There is one tragedy that Gopher will never experience.
He is immune. He is protected.
He is safe inside a specific burrow.

It’s not that Gopher has been spared life’s sorrows. Nobody makes it through a full decade on this planet without getting gnawed around the edges.
Gopher is ten, and like any fifth-grader, he has learned that picture books do not tell the whole story.
The long paragraphs leave him perplexed. He had a mother, and then he didn’t. He acquired a multitude of mothers and others at Tabby’s Place. He slept in a cuddle pile, with siblings who scattered to other sofas.
He woke up in a home of his own. One tenth of one century later, he returned to Tabby’s Place.
The little black cat was littler the last time we saw him, but in our eyes, he is still a pocket Gopher. The kitten of 2015 still flickers in his eyes. He still believes he can be pleasantly surprised.
The biggest surprise is that none of this is a tragedy.
Tabby’s Place is warm and unconditional. Gopher has never seen so many cats, which happen to be his favorite animal.
Drowsy strangers are now his second chance at siblings. They encircle him like a labyrinth. Gopher is at peace, underground in plain sight.
Gopher’s adoptive home was not fluent in hugs and kisses, so he taught himself the language of the burrow. He hides from touch without breaking eye contact. Please respect me.
We long to hold him. But we long even more for him to behold himself in our eyes, cherished without needing to change.
If Gopher were glib and easy, he would never glimpse this kind of love.
And that would be the real tragedy.
If you are a fail-safe, fool-proof, all-purpose crowd-pleaser, you will never know if people love you because you are perfect, or if they love you because they love you.

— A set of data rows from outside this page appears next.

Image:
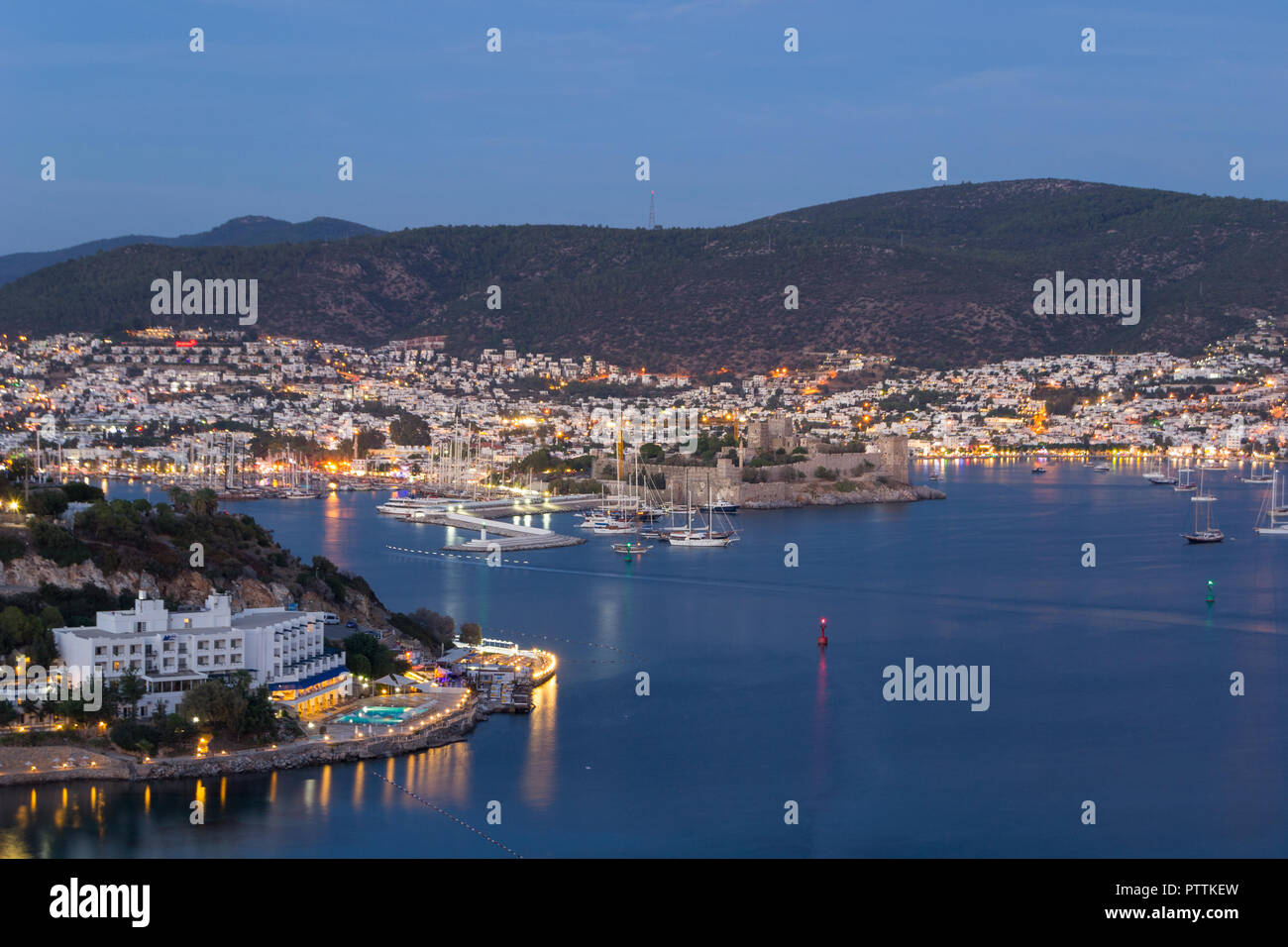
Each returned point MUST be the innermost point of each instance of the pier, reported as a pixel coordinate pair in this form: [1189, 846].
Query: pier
[507, 538]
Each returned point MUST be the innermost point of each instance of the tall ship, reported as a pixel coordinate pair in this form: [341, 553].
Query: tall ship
[700, 534]
[1207, 532]
[1273, 519]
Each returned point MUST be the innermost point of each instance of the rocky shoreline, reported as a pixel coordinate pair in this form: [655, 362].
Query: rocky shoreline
[297, 755]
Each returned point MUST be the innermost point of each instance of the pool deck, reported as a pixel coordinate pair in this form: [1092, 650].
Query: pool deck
[432, 705]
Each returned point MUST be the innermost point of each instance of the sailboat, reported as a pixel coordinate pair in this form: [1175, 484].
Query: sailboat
[1273, 519]
[1209, 534]
[1159, 476]
[1258, 475]
[702, 534]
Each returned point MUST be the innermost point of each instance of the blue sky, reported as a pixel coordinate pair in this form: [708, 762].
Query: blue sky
[151, 138]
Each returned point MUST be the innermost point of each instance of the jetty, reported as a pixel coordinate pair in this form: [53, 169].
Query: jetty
[483, 515]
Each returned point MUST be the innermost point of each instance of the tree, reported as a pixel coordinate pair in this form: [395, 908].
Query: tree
[218, 702]
[380, 660]
[132, 688]
[11, 548]
[47, 502]
[359, 665]
[205, 501]
[408, 429]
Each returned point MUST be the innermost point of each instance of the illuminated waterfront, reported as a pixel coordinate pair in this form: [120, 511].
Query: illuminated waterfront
[1108, 684]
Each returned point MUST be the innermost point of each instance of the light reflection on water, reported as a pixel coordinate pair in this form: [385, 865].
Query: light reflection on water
[1109, 681]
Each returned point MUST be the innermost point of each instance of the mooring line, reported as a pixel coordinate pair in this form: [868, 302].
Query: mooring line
[445, 812]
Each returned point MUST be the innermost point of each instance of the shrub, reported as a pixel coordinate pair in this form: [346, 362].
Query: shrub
[47, 502]
[11, 548]
[81, 492]
[56, 544]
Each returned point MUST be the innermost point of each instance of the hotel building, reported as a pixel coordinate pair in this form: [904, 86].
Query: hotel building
[171, 651]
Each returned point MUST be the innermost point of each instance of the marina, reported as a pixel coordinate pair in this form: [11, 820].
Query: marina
[1068, 648]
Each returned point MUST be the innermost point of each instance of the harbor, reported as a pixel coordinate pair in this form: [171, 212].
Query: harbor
[483, 515]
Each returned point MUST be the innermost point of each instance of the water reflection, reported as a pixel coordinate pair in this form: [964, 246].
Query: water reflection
[541, 761]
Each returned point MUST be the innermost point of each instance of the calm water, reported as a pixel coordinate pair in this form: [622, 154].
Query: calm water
[1108, 684]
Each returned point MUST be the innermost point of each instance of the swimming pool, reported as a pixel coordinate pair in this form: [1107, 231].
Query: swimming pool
[377, 714]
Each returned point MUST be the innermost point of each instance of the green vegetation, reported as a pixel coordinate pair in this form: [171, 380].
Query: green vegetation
[368, 657]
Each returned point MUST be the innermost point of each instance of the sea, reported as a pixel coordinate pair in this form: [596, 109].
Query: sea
[694, 712]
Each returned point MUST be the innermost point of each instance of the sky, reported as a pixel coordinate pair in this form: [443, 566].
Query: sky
[150, 137]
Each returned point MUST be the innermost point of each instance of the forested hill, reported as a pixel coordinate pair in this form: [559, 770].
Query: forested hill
[934, 275]
[243, 231]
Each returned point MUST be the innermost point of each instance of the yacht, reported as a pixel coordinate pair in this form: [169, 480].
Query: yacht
[1274, 512]
[1207, 532]
[406, 506]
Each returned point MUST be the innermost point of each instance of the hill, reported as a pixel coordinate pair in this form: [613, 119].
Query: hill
[243, 231]
[934, 275]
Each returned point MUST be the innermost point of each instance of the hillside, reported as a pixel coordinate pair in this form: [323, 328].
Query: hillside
[243, 231]
[934, 275]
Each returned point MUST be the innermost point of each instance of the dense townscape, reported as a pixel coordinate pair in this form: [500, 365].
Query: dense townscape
[133, 403]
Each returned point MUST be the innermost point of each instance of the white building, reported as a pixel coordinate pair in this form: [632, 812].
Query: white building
[171, 651]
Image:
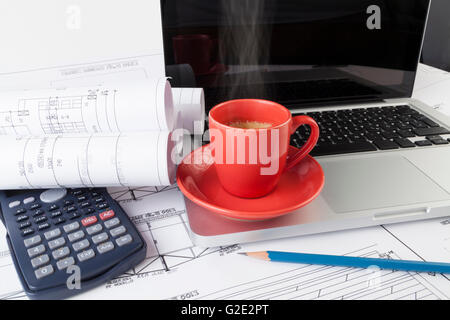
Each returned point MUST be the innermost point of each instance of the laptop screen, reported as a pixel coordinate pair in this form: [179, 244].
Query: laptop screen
[296, 52]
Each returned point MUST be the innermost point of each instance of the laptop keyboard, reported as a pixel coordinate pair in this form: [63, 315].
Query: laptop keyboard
[371, 129]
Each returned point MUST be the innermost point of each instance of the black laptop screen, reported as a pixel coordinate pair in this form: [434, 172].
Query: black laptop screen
[297, 52]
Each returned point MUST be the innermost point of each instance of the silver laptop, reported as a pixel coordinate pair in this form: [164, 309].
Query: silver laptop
[351, 65]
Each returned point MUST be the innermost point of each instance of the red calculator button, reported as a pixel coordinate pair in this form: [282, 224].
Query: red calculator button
[105, 215]
[88, 221]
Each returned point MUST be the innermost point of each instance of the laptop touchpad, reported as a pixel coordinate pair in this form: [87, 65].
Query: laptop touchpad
[376, 182]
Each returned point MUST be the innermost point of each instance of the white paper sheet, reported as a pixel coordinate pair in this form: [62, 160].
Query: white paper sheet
[432, 87]
[144, 105]
[87, 160]
[190, 102]
[176, 269]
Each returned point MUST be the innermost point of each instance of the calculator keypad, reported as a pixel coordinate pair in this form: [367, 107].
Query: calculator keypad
[66, 231]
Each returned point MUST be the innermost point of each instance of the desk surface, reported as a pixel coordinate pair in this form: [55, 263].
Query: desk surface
[175, 268]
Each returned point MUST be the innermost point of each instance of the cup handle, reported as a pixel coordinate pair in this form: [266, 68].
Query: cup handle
[309, 145]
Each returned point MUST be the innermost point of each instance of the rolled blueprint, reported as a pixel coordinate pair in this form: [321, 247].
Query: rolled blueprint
[146, 105]
[97, 160]
[191, 103]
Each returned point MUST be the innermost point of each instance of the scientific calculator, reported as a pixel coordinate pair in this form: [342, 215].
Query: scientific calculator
[66, 241]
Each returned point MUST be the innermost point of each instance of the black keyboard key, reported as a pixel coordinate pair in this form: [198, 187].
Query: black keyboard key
[53, 207]
[85, 204]
[390, 135]
[43, 226]
[385, 144]
[35, 206]
[434, 138]
[423, 143]
[59, 221]
[40, 219]
[82, 198]
[22, 218]
[430, 131]
[74, 215]
[406, 133]
[56, 213]
[429, 122]
[70, 208]
[439, 141]
[343, 148]
[404, 143]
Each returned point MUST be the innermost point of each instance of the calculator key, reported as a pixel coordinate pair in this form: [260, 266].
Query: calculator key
[32, 241]
[94, 229]
[57, 243]
[14, 204]
[52, 195]
[107, 215]
[87, 211]
[124, 240]
[21, 211]
[35, 251]
[44, 271]
[59, 221]
[100, 199]
[74, 215]
[89, 221]
[24, 225]
[40, 219]
[22, 218]
[53, 207]
[86, 255]
[56, 213]
[38, 212]
[76, 236]
[43, 226]
[61, 253]
[102, 237]
[80, 245]
[27, 231]
[28, 200]
[52, 234]
[64, 263]
[118, 231]
[40, 261]
[35, 206]
[112, 223]
[102, 205]
[71, 227]
[105, 247]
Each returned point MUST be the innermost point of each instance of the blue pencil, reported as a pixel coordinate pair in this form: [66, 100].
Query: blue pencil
[355, 262]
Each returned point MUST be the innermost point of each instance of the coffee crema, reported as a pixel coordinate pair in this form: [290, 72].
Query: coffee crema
[247, 124]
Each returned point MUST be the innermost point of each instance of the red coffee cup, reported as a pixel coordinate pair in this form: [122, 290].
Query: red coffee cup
[250, 162]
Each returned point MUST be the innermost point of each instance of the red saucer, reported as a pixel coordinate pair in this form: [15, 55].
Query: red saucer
[298, 186]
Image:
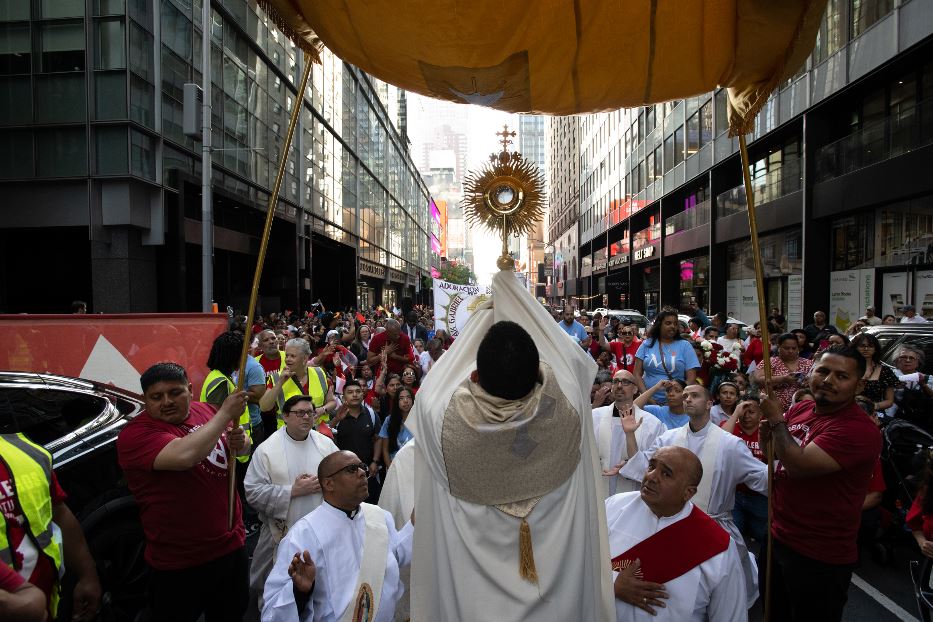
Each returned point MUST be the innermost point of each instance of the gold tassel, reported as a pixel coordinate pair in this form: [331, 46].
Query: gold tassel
[526, 555]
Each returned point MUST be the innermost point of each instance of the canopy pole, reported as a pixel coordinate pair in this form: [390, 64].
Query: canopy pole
[260, 260]
[766, 347]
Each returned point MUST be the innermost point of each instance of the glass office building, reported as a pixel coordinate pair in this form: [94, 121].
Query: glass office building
[102, 187]
[839, 161]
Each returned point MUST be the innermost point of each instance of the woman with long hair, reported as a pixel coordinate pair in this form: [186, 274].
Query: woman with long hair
[665, 355]
[394, 434]
[788, 369]
[880, 380]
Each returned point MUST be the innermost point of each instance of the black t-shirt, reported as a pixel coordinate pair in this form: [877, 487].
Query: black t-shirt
[358, 434]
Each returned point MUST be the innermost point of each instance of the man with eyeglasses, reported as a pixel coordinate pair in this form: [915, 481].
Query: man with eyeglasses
[625, 345]
[281, 482]
[341, 561]
[620, 429]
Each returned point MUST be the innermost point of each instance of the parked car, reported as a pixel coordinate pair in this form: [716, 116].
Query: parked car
[892, 336]
[78, 421]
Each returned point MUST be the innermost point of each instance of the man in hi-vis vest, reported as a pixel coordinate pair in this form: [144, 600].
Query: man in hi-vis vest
[36, 528]
[299, 379]
[340, 562]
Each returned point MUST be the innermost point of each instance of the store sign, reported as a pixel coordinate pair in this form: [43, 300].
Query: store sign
[368, 268]
[644, 253]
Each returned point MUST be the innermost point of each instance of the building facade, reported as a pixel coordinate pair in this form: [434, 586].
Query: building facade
[839, 165]
[102, 186]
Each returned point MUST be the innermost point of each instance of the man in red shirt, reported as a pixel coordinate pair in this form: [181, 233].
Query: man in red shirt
[826, 451]
[174, 455]
[624, 346]
[396, 343]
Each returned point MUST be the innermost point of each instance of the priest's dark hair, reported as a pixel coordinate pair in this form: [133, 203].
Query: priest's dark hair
[507, 361]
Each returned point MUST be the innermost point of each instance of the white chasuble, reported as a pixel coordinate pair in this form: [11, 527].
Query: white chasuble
[467, 555]
[337, 544]
[708, 591]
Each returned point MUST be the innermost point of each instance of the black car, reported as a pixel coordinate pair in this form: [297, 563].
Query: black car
[892, 336]
[78, 421]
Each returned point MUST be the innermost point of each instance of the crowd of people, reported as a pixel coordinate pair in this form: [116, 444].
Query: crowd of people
[681, 417]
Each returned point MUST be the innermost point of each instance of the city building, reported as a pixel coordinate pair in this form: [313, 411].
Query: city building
[563, 166]
[839, 161]
[102, 186]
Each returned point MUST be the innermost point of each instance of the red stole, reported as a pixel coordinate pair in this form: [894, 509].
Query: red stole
[677, 548]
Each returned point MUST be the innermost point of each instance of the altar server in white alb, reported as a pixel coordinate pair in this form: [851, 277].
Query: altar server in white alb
[398, 499]
[670, 561]
[621, 428]
[281, 483]
[727, 462]
[508, 497]
[340, 562]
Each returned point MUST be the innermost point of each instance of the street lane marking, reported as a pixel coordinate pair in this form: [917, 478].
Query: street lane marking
[883, 600]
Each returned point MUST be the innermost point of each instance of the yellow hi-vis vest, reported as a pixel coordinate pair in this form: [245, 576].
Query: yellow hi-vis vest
[317, 391]
[30, 468]
[213, 380]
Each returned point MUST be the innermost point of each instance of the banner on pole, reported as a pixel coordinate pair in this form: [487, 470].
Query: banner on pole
[454, 304]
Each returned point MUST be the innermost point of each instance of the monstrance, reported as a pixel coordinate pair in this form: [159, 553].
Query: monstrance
[505, 196]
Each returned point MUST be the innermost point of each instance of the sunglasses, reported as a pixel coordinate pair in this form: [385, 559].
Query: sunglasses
[350, 469]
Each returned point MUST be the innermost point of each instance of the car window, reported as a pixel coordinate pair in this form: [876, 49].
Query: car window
[45, 415]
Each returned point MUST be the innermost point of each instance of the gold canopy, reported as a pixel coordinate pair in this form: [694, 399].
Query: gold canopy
[565, 57]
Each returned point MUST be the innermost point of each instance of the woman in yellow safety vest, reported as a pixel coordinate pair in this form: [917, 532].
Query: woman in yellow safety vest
[223, 361]
[299, 379]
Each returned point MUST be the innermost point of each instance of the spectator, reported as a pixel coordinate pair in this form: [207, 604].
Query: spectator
[625, 346]
[356, 427]
[671, 414]
[571, 326]
[395, 344]
[665, 355]
[818, 326]
[880, 379]
[788, 370]
[826, 451]
[910, 316]
[726, 398]
[394, 434]
[298, 378]
[174, 456]
[751, 508]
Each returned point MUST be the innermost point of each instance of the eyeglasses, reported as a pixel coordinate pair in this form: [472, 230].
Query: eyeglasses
[350, 469]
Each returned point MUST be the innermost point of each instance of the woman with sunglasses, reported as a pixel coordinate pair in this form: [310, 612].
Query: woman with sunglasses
[879, 379]
[394, 434]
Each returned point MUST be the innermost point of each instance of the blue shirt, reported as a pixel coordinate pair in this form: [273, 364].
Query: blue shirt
[678, 358]
[255, 374]
[575, 330]
[669, 419]
[404, 435]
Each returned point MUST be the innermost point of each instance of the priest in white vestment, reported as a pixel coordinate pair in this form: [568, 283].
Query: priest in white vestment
[281, 482]
[727, 462]
[614, 425]
[510, 520]
[340, 562]
[398, 499]
[671, 562]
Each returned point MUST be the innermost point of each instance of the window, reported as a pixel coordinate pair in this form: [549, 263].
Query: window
[61, 152]
[62, 47]
[111, 47]
[111, 150]
[14, 49]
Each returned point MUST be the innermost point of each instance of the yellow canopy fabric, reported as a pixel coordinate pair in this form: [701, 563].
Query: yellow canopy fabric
[565, 57]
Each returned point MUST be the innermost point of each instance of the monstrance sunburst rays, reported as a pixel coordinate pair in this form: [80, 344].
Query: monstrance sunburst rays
[505, 196]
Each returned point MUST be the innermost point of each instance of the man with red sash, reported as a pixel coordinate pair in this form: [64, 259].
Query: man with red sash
[670, 561]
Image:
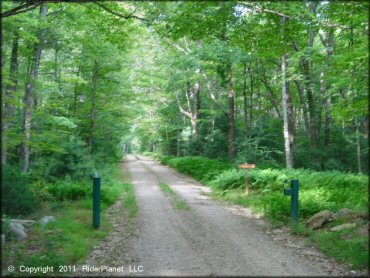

When you are everything to everyone, you don’t belong to anyone.
If you are unwrinkled, uncomplicated, unoffensive, and unflavored, unconditional love is impossible.
In order to learn that you can neither lose nor earn your friends, you need to be a little peculiar, or garlicky, or dorky, or antisocial.
Fears and flaws are tunnels to love.
A cat we can’t pet can be touched by absolute acceptance.
Gopher is a cat of few words. But in those golden eyes, where the kitten still lives, he speaks freely.
He feels safe in the pocket of slow-blinks. When one of his “BFF” (Befriending Fearful Felines) volunteers arrives, Gopher knows someone arranged their day around him.

If Gopher should ever let us burrow our fingers in his beautiful fur, it will not make us love him any more.
If Gopher should write a tell-all memoir called Shocking Things People Say When They Are Hangry, it will not make us love him any less.
This is Tabby’s Place. We dig deep, down to the layer where everyone is essential, and everyone is perfect.
Life on Earth may be a goulash of gifts and gristle. Comedy and tragedy try on each other’s masks.
But if we are as honest as Gopher, we will learn the truth of love.
Our “worst” side is where the brightest light lands.